Corren tiempos en que la economía prima sobre lo político, sobre lo religioso y lo cultural. Tanto en el Norte como en el Sur las polémicas sobre el desarrollo sostenible están siempre teñidas con tinte económico. Es ahí donde se produce la contradicción entre crecimiento y desarrollo. No es correcto mezclar magnitud y proceso, es decir, tratar de asimilar lo que significa aumento cuantitativo de ciertas magnitudes (crecimiento) con aquello que trata de significar despliegue y articulación de variables cualitativas (desarrollo).

Desarrollo es sinónimo de desenvolvimiento, de transición, de actitud de transformación, de modernización y de autoorganización, mientras que el crecimiento esta relacionado con el aumento de lo mensurable, con el incremento aritmético y numérico. Aunque pueden coincidir, en los temas que nos ocupan, esto es, en las actuales polémicas económicas, ecológicas y político-sociales, suelen devenir marcadamente opuestos y encontrados. Crecer al 3% anual significa doblar la producción cada 24 años y las investigaciones de los últimos 20 años reflejan claramente el resultado anti-ecológico y anti-social de tal empeño.

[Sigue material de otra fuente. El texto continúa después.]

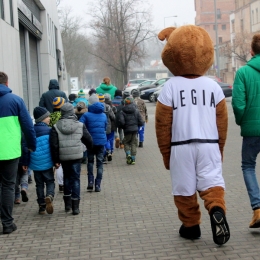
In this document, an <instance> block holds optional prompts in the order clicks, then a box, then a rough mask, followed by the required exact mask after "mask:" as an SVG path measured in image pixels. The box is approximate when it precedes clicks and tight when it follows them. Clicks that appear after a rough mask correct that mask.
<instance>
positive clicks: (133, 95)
mask: <svg viewBox="0 0 260 260" xmlns="http://www.w3.org/2000/svg"><path fill="white" fill-rule="evenodd" d="M132 95H133V98H134V103H135V104H136V107H137V108H138V110H139V112H140V114H141V116H142V118H143V121H145V123H147V122H148V113H147V108H146V105H145V102H144V100H142V99H141V98H140V92H139V91H138V90H135V91H133V93H132ZM144 128H145V124H144V125H143V126H142V127H140V128H139V129H138V136H139V147H141V148H143V147H144V146H143V144H144Z"/></svg>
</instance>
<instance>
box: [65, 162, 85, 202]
mask: <svg viewBox="0 0 260 260" xmlns="http://www.w3.org/2000/svg"><path fill="white" fill-rule="evenodd" d="M62 168H63V185H64V196H68V195H71V198H72V199H74V200H80V171H81V159H80V160H72V161H62Z"/></svg>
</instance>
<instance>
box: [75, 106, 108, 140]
mask: <svg viewBox="0 0 260 260" xmlns="http://www.w3.org/2000/svg"><path fill="white" fill-rule="evenodd" d="M79 121H80V122H82V123H83V124H85V126H86V127H87V129H88V131H89V133H90V135H91V136H92V139H93V144H94V145H105V144H106V142H107V136H106V128H107V117H106V115H105V113H104V104H103V103H100V102H97V103H94V104H93V105H91V106H89V107H88V112H87V113H85V114H83V115H82V116H81V118H80V120H79Z"/></svg>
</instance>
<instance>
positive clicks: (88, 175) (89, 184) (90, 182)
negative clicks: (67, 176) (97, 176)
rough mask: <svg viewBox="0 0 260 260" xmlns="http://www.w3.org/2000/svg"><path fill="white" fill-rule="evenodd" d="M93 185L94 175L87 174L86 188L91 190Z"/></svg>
mask: <svg viewBox="0 0 260 260" xmlns="http://www.w3.org/2000/svg"><path fill="white" fill-rule="evenodd" d="M93 187H94V175H88V187H87V190H93Z"/></svg>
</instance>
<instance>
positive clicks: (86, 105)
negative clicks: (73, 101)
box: [72, 98, 88, 107]
mask: <svg viewBox="0 0 260 260" xmlns="http://www.w3.org/2000/svg"><path fill="white" fill-rule="evenodd" d="M79 102H84V103H85V104H86V107H87V106H88V100H87V99H86V98H77V99H75V101H74V102H73V103H72V105H73V106H74V107H76V106H77V104H78V103H79Z"/></svg>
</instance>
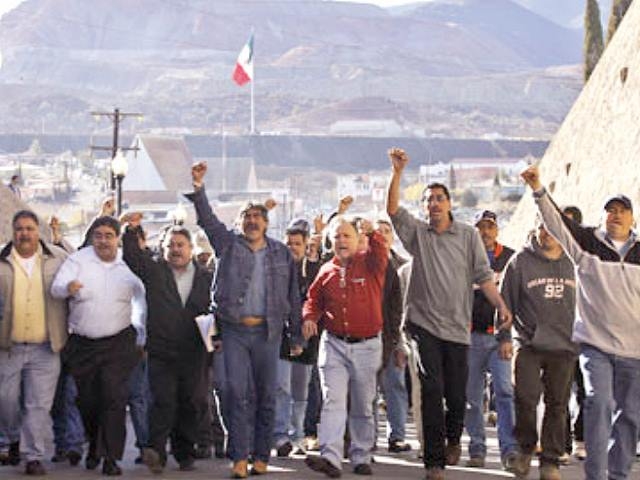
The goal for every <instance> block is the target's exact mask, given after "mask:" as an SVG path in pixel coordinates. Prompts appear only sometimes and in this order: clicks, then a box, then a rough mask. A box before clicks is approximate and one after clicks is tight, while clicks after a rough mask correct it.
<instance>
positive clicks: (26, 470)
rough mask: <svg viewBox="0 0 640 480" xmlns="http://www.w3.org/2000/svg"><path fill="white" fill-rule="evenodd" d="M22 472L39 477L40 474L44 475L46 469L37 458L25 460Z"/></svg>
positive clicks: (25, 473)
mask: <svg viewBox="0 0 640 480" xmlns="http://www.w3.org/2000/svg"><path fill="white" fill-rule="evenodd" d="M24 473H25V474H26V475H33V476H38V477H39V476H42V475H46V474H47V471H46V470H45V469H44V466H43V465H42V464H41V463H40V462H39V461H38V460H31V461H30V462H27V465H26V467H25V470H24Z"/></svg>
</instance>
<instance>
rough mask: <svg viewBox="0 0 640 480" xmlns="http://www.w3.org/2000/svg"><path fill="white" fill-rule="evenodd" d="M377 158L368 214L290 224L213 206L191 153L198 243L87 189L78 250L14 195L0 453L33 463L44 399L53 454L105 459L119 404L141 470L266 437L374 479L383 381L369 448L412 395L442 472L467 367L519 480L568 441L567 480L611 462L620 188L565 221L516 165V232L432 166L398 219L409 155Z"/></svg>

La relación de subordinación entre el sustantivo (desarrollo) referido, confundido y trastocado como crecimiento y el adjetivo segundón (sostenible) ha supuesto la pérdida de su posible fecundidad innovadora. Para muestra un botón. El artículo 2 del Tratado de Maastricht reza así: “El primer objetivo de la Unión Europea es promover el crecimiento sostenible [sustainable growth] respetando el medio ambiente”.

Cambio radical hacia la sostenibilidad

La búsqueda de un desarrollo humano sostenible tiene más que ver con la redistribución que con el crecimiento y significa reconducir la actual situación hacia una nueva lógica que no olvide a los desheredados de la Tierra, ni a las generaciones futuras. Significa poner en cuestión el modelo de crecimiento y exigir una radical redistribución y reducción de los recursos utilizados por una minoría rica y despilfarradora.

El discurso renovador de la sostenibilidad, basado en el largo plazo y en el equilibrio de intereses y de aspectos sociales, ambientales y económicos casa mal con el corto plazo y los planes de desarrollo amparados en los ciclos de renovación política al uso.

Frenar la larga lista de proyectos infraestructurales (trenes de alta velocidad, aeropuertos, carreteras y autopistas, embalses y trasvases, puertos comerciales y deportivos, incineradoras, centrales térmicas, centros comerciales y polígonos industriales, campos de golf…) que crece día a día es una labor prioritaria y perentoria. Generar un amplio abanico de oposición y de crítica al desarrollismo devastador debe ser el abono para pergeñar una nueva cultura política que nos abra el camino hacia la sostenibilidad.

Existen muy diferentes formas de entender el desarrollo sostenible y más allá de la semántica y la moda se encuentran las tangibles realidades y las voluntades de cambio social. El crecimiento sostenido además de una quimera, es una contradictio in terminis que conlleva marginación y caos.

La desnaturalización del desarrollo sostenible es un hecho, por eso el ecologismo tiende a sustantivar el término sostenible, como parte principal del binomio. La transición hacia un modelo sostenible supondrá la transformación radical de las actuales relaciones no sólo entre economía y ecología, sino también de ambas para con la sociedad. La sostenibilidad exige una voluntad de cambio radical que combine el imperativo ecológico, la redistribución social y un reforzamiento político que contribuya a una gestión ecológica que mejore la participación y auto-organización, local y globalmente.